Herbs like parsley, basil, and thyme are also cost-effective plants to grow - not so much because of how much they produce, but because fresh herbs tend to be expensive to purchase at the grocery store. It’s much cheaper to go into the backyard and clip a few leaves than to buy them at the store, plus think of how fresh and delicious fresh herbs will make your food taste!

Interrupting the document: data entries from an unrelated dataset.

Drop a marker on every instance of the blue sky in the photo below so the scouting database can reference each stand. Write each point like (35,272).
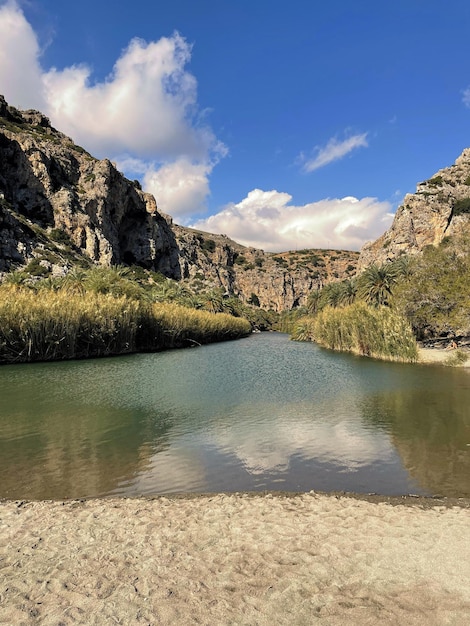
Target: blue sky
(281,124)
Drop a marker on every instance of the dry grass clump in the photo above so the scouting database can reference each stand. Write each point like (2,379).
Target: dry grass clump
(53,325)
(361,329)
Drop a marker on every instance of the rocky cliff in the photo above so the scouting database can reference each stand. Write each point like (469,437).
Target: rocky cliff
(47,183)
(60,206)
(439,208)
(272,281)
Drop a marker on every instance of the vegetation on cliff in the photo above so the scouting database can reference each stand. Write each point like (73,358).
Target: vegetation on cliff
(385,309)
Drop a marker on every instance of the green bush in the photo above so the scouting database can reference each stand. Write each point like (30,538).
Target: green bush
(361,329)
(461,206)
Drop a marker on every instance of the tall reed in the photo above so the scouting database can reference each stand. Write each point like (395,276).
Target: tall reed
(361,329)
(64,324)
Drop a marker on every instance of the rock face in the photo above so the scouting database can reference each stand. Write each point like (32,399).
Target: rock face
(60,206)
(47,182)
(439,208)
(272,281)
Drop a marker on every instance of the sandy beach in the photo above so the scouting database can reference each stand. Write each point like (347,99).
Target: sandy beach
(236,559)
(439,356)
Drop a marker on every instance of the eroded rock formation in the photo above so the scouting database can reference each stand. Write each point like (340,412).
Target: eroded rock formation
(439,208)
(59,204)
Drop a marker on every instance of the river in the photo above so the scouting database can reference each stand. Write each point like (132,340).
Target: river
(261,413)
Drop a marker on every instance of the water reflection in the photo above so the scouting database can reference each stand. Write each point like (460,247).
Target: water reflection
(259,413)
(430,429)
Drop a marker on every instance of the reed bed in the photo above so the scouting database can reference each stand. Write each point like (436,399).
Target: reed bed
(361,329)
(54,325)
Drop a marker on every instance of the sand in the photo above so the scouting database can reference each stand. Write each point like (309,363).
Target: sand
(235,559)
(440,356)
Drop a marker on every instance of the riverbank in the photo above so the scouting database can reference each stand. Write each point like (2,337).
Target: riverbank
(443,356)
(235,559)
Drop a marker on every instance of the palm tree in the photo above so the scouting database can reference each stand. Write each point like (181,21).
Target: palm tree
(313,301)
(347,292)
(376,284)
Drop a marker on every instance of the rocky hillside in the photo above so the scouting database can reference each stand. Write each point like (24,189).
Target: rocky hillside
(59,207)
(439,208)
(271,281)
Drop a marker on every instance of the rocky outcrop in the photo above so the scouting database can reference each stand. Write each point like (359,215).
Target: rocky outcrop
(439,208)
(272,281)
(60,206)
(48,182)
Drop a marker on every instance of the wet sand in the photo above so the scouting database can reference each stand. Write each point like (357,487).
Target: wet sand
(440,356)
(236,559)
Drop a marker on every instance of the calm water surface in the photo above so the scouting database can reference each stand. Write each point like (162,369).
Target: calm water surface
(255,414)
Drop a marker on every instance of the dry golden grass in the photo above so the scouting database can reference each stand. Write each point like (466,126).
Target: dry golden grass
(50,325)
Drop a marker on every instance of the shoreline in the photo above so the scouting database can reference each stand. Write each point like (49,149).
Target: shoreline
(439,356)
(243,558)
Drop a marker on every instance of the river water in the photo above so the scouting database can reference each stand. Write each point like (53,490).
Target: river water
(261,413)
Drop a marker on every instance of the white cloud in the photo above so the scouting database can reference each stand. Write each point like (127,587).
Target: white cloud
(181,187)
(333,151)
(145,110)
(466,97)
(268,220)
(20,73)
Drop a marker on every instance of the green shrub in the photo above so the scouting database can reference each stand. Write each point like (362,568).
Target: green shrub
(461,206)
(361,329)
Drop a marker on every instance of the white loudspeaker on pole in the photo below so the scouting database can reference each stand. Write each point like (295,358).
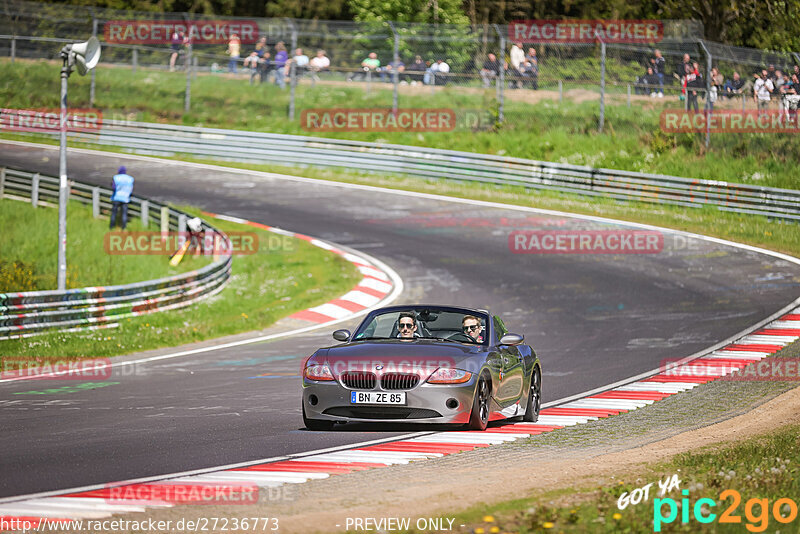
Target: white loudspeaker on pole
(84,57)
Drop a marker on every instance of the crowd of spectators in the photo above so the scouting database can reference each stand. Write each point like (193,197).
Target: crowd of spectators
(766,86)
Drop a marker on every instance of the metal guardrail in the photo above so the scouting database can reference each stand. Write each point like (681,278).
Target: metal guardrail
(292,150)
(28,313)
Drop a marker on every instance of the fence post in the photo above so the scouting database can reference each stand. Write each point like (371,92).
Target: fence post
(164,221)
(707,106)
(292,72)
(501,82)
(35,190)
(395,73)
(96,202)
(144,208)
(92,84)
(602,83)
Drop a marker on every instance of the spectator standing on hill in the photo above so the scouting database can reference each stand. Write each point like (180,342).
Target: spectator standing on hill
(516,58)
(734,86)
(281,57)
(416,70)
(121,190)
(532,70)
(176,43)
(659,65)
(234,50)
(490,70)
(762,90)
(319,63)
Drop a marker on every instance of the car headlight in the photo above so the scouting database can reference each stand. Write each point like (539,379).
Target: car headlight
(318,372)
(447,375)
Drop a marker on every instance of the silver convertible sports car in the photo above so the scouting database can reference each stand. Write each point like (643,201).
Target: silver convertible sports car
(423,364)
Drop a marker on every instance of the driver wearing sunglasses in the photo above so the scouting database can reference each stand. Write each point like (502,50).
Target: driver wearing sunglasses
(407,325)
(471,326)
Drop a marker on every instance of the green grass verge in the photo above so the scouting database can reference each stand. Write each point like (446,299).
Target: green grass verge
(544,130)
(284,276)
(764,467)
(29,248)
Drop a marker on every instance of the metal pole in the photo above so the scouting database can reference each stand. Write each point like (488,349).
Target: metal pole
(91,85)
(602,84)
(501,82)
(63,190)
(707,106)
(395,73)
(292,72)
(187,100)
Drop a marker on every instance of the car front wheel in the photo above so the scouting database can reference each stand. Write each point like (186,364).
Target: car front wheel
(534,397)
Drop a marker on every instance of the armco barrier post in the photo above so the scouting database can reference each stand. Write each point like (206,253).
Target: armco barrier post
(96,202)
(602,84)
(395,73)
(164,221)
(35,190)
(145,213)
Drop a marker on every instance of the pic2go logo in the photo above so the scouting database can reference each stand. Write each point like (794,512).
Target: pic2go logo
(756,511)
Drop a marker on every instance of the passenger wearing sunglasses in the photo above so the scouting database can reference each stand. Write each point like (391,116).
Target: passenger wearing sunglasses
(407,324)
(471,326)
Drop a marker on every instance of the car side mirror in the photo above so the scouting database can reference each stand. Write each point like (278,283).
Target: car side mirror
(512,339)
(341,335)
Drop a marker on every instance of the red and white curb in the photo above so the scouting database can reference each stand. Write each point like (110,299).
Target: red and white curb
(104,501)
(375,286)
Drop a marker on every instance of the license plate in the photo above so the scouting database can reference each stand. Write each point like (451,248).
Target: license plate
(376,397)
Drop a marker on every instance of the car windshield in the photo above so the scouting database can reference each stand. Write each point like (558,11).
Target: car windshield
(425,323)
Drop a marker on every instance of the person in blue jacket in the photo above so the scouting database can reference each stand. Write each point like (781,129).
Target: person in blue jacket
(122,187)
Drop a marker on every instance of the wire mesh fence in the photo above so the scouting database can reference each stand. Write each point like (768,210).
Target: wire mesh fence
(479,75)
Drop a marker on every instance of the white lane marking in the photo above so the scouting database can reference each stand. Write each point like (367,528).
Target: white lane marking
(377,285)
(371,271)
(360,298)
(207,478)
(564,420)
(331,310)
(665,387)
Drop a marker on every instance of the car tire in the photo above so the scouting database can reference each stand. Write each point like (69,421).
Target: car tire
(534,397)
(316,424)
(479,417)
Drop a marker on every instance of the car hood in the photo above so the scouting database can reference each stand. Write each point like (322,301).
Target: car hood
(419,356)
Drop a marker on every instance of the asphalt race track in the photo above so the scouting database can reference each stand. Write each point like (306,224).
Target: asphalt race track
(593,319)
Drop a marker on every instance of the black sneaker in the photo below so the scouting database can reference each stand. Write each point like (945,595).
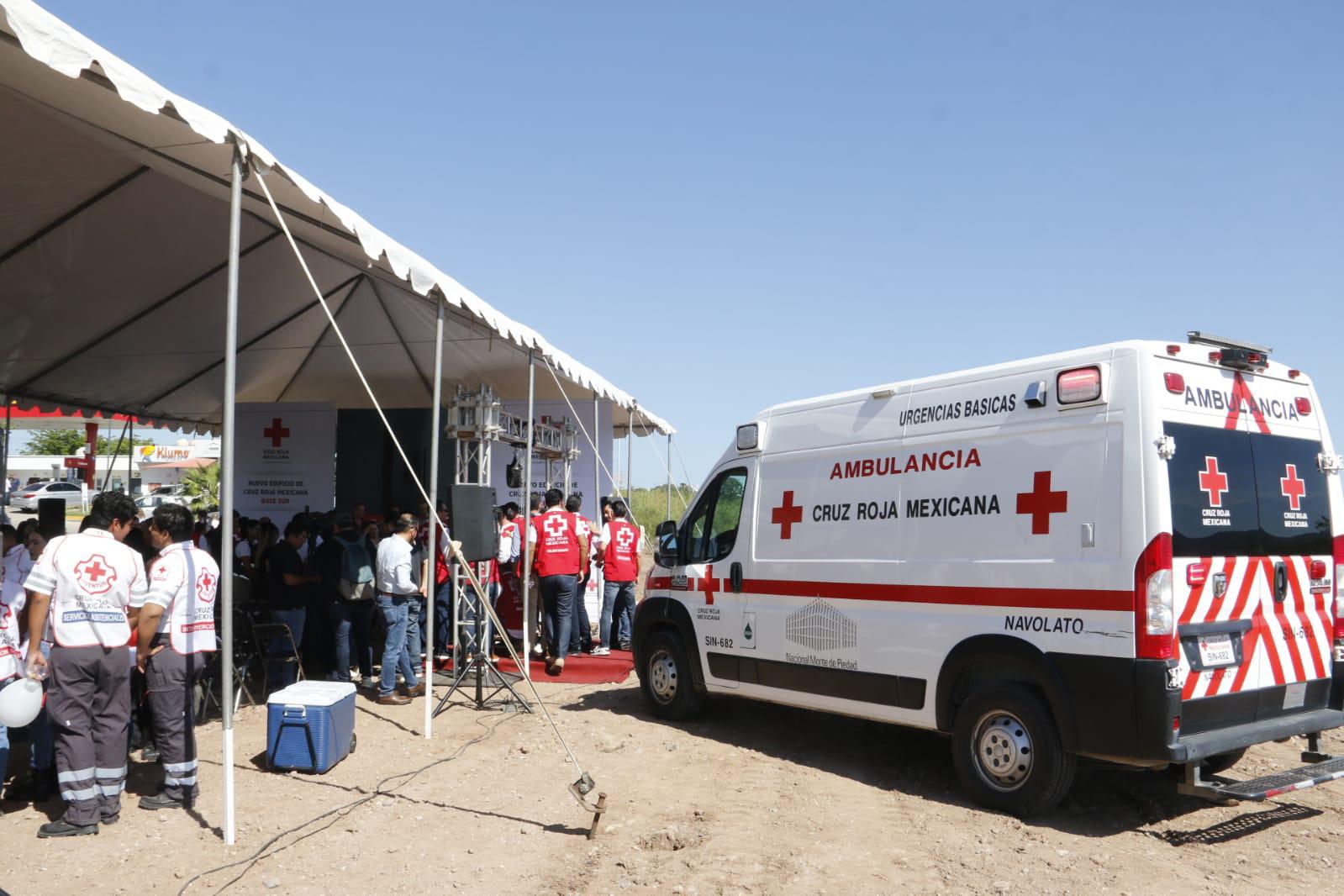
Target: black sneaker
(63,829)
(161,801)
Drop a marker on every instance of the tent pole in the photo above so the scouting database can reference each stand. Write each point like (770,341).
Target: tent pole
(226,488)
(527,509)
(4,454)
(670,478)
(433,524)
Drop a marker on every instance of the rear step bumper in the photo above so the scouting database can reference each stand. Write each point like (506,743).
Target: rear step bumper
(1263,788)
(1211,743)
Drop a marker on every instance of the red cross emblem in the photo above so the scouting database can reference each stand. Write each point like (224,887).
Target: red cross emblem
(1041,503)
(787,514)
(94,575)
(707,585)
(1294,488)
(1213,481)
(206,583)
(276,431)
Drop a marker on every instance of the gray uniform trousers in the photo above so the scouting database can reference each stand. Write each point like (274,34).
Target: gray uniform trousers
(89,705)
(170,678)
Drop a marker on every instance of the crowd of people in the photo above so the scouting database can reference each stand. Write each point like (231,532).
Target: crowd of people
(121,621)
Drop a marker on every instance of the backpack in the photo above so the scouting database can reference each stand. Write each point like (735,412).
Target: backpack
(356,572)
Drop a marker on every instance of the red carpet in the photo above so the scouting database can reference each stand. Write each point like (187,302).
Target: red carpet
(579,668)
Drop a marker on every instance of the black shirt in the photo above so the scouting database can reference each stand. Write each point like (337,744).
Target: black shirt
(284,559)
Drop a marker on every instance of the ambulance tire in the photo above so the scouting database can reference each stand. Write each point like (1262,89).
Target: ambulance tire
(1007,751)
(666,677)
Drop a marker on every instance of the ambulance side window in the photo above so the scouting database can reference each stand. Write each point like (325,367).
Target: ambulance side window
(713,530)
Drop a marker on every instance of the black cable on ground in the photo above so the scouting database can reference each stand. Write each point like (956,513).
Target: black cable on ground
(334,814)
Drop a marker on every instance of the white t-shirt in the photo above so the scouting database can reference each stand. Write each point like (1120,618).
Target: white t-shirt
(11,651)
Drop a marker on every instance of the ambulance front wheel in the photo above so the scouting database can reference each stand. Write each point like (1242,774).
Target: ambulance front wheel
(666,677)
(1009,754)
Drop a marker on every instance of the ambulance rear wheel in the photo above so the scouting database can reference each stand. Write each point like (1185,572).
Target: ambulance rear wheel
(1009,754)
(666,677)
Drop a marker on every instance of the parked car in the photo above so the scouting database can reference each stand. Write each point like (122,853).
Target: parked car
(27,498)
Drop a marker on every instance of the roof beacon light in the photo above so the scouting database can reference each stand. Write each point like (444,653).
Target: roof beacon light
(1079,384)
(1234,352)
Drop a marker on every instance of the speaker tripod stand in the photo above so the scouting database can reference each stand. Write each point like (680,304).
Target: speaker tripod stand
(471,656)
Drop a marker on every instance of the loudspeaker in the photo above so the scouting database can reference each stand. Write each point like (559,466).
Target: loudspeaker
(471,519)
(51,516)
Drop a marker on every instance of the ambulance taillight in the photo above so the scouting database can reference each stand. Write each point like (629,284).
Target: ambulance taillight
(1339,595)
(1155,610)
(1077,386)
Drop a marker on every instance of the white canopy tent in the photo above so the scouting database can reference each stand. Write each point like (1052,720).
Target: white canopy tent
(113,213)
(141,274)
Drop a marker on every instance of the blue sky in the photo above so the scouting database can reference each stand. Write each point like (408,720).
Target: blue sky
(722,206)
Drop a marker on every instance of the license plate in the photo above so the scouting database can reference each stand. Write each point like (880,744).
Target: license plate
(1216,651)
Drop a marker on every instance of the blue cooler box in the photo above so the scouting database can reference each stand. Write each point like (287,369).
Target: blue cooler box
(311,725)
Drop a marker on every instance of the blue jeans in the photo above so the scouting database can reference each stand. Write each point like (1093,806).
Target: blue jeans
(619,598)
(352,621)
(444,617)
(581,635)
(415,610)
(287,673)
(395,656)
(558,609)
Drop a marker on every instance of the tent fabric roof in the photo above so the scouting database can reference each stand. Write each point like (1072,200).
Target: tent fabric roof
(113,234)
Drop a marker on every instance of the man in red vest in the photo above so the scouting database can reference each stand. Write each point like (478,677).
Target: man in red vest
(619,545)
(559,556)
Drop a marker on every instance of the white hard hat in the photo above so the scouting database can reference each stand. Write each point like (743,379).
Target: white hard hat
(20,702)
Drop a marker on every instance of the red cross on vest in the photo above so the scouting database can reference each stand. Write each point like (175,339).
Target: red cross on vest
(1294,488)
(1213,481)
(276,431)
(94,574)
(1041,503)
(787,514)
(707,585)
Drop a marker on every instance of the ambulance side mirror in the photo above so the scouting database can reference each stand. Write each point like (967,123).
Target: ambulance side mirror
(667,551)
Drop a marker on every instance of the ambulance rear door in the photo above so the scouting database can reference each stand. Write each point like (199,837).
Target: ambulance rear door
(714,546)
(1250,524)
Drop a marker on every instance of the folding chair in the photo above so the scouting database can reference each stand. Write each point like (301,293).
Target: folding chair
(271,640)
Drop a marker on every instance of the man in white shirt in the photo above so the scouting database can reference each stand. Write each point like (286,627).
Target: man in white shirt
(395,588)
(85,583)
(175,637)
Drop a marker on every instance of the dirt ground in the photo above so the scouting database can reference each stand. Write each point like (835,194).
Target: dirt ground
(751,798)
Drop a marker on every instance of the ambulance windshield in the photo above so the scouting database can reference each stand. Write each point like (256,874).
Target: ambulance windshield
(1238,493)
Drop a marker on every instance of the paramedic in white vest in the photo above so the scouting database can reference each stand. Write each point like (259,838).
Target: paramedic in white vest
(87,583)
(559,558)
(619,545)
(175,637)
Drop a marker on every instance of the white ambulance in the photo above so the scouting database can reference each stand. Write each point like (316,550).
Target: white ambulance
(1126,552)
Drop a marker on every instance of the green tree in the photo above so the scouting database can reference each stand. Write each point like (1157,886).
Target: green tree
(202,488)
(66,442)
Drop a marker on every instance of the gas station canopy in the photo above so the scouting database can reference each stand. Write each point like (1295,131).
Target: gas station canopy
(113,256)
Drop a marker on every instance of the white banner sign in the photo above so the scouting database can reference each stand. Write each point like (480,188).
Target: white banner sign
(284,460)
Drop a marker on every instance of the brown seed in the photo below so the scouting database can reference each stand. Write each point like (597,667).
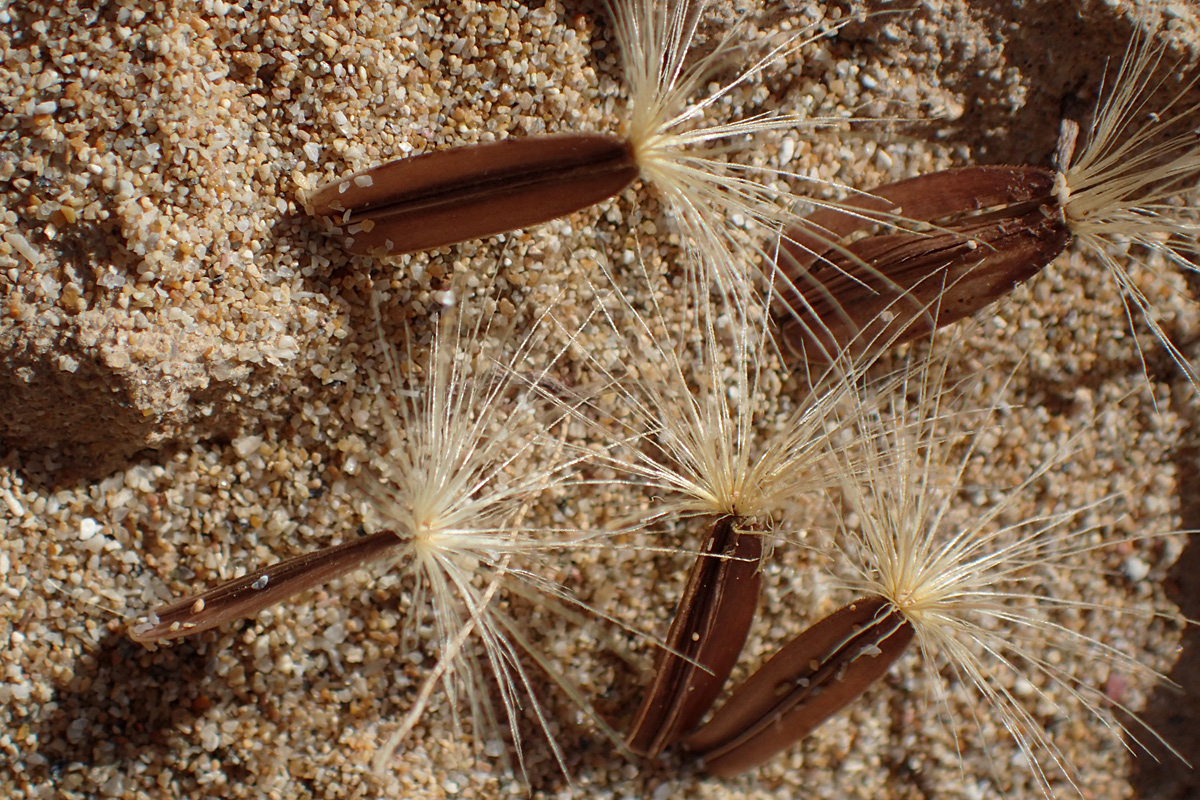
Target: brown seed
(249,595)
(453,196)
(989,228)
(706,637)
(811,678)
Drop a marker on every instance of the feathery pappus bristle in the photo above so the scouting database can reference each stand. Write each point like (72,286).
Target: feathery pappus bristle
(1134,179)
(697,427)
(684,155)
(471,447)
(979,589)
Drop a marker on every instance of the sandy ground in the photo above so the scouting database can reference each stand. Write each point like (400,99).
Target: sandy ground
(189,371)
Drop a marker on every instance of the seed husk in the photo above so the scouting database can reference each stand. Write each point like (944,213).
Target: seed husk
(985,229)
(475,191)
(706,637)
(250,594)
(810,679)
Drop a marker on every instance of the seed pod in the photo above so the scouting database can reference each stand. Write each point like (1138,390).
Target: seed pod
(706,637)
(810,679)
(251,594)
(453,196)
(989,228)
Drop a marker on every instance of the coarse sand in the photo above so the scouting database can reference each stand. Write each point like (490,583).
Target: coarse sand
(187,371)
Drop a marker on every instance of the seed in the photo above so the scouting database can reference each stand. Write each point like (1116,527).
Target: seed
(810,679)
(706,637)
(249,595)
(983,230)
(475,191)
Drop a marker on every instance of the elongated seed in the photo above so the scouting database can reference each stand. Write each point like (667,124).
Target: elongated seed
(250,594)
(811,678)
(706,637)
(989,228)
(462,193)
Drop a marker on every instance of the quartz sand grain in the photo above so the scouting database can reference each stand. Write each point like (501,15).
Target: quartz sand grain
(187,372)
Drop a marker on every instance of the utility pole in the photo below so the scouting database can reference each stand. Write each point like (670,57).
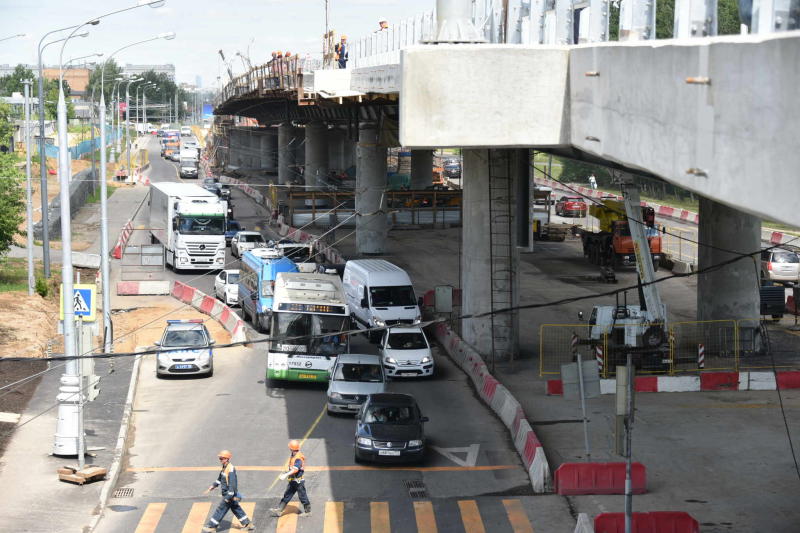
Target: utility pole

The most important thing to keep in mind when planning what plants you’re going to include in your garden is also the simplest: only grow what you’re actually going to enjoy eating. There’s a saying that the most effective form of exercise is the one you enjoy enough to actually do consistently, and the same thing applies to effective gardening. You can grow all the food in the world, but it won’t save you any money if you don’t actually want to eat it. 

Start Composting

Ever heard the expression that something is “dirt cheap?” One thing you’ll quickly realize once you start a garden is exactly how expensive good soil can be. The truth is, most of us don’t have backyards with particularly fertile soil, which means that to ensure that your garden thrives, you’ll need to invest in some high-quality compost or nutrient-rich topsoil. While you can buy it by the bag at your local Home Depot, there’s a cheaper option: make your own.

This is where starting to compost comes into play. Instead of paying for dirt, every time you finish eating a vegetable or fruit, put the leftover core or rind into a composter. While it can be a bit off-putting, the best kind of plant food is derived from decomposing organic plant matter. There are extensive guides on how to set up the perfect compost heap, but simply beginning your composting with your veggie scraps and leftovers should be enough to get you started.